Placed before an employment tribunal, such claims were thrown out as untrue: Had Mrs. Alabi (better get that right or she’ll sue me) simply lodged an NCHI against her head teacher, it would have remained on the head’s criminal record forever, even though deliberately addressing someone as if she were unmarried obviously isn’t a crime, and her boss hadn’t even done so anyway. Why have we systematically trained ghouls like this up to become so oversensitive? Personally, I would gleefully frame any letter accidentally addressed to me as “Mr. Steven Fucker.” In fact, I regularly send myself such items, thereby making me the victim of my own invented hate crimes, just like Jussie Smollett.

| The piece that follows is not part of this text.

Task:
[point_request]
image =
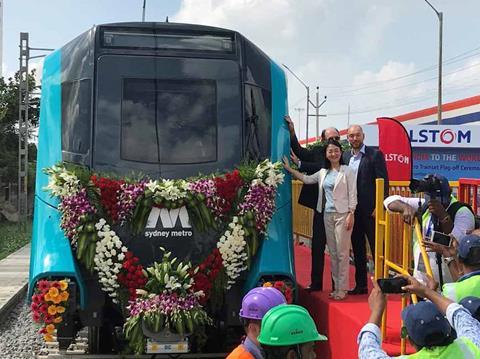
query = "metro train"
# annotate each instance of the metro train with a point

And what’s so wrong with hate, anyway? Hate is a perfectly natural human emotion. I certainly hate all the cretinous politicians, lefty campaigners, and compliant policemen responsible for this current sad state of affairs. In fact, I’d go so far as to say they’re all a bunch of retarded, unmarried, sheep-shagging Welsh leprechauns with big gay horses, and whose two-slitted, disabled Pakistani midget genitals smell very strongly of fish. And it really shouldn’t be a crime for me to openly say so, no matter what the present U.K. government may think.

Fortunately for me, it technically isn’t.